There was a little boy looking like he needed something to do (he was on school holidays and his dad was working in the Gardens) on the lawn next to me so I offered him a sketchbook and pencil, which he shyly but eagerly accepted. He told me his name was Gift, and he spent the next hour or more drawing intently - watching me looking up and down and sketching, and then following suit. I think he indeed has a gift, to be so young - in Grade 2 so not more than 6 or 7 - and concentrate for so long on his carefully observed drawing. I left him my pencil, I think I'll go back with a sketchbook - a possible young urban sketcher/artist/architect in the making!


Sunday, July 8, 2012

Tennis Rules, OK?

A lot of time spent in front of the TV watching tennis lately and when I'm not too wrapped up in the match to think of it, I sometimes pick up a pen and try and scribble down the action. This time without rewinding and stopping on frames as I did four years (four years!!) ago in this post, I hardly looked at the paper as my pen tracked the movement resulting in some strange but descriptive postures. Not very flattering to the players, but fun!
Much as it would be nice for a Brit to at last win, in this Jubilee and Olympian year, I have to stay loyal and yell once again.... Go Roger!!

Tuesday, July 3, 2012

Fête de la Musique

Last Saturday we went to sketch at the French Fête de la Musique in Melville, where 7th Street was closed to traffic, restaurants and cafés overflowed their tables, chairs and sofas outside into a beautiful warm, sunny day and a free and easy atmosphere took over as three large dancing puppets started the festivities.
I thought there was to be a brass band and had prepared a sketchbook sheet at home with watercolour washes to draw over - thinking the yellow splashes would be a good base for a brass band to burst forth from into the blue. Well there was no brass band and the puppets pranced past so quickly, I hardly squiggled down their outlines before they and the drummers behind them disappeared down the road. I'm feeling the urge to sketch in different mediums lately - this first technique was more successful than others...

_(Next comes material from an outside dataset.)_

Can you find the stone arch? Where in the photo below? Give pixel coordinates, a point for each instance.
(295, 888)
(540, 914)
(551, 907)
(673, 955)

 ...my next sketch (above) I tried Carioca markers in a sketchbook that didn't allow them to wash and spread with water as I intended, so onto different paper that did... as did the disposable Pilot Vpen, which I love using for its watersoluble properties, but hard to control on the trot.
I managed to capture my daughter (with her back to me, above) a proud new resident of Melville, then I pulled out my Pentel Pocket Brushpen for a few more figures as they dashed past - so much activity, this was not a relaxing sketching experience! Perhaps when I go sketching I should just take one pen with me to stop myself trying to use everything in my artillery and feeding my indecisiveness and confusion.


Having lost the other sketchers in the crowd, I joined my family for lunch in a Mexican café, fitting in another sketch while waiting for the food to arrive. I had done a fair sketch of my daughter's fiancé - a good likeness, dark in tone against the light outside - but later at home I thought I'd 'fix' it and really messed it up, saturating the paper with uncontrollably bleeding colours and pens, dabbing didn't help and I lost his face completely. Lesson: do not fiddle with sketches after the fact!
A last sketch before home, rather wishing I was younger, trendier and more energetic to carry on eating, drinking, sketching and listening until late to the great variety of music pumping from every doorway up and down the street.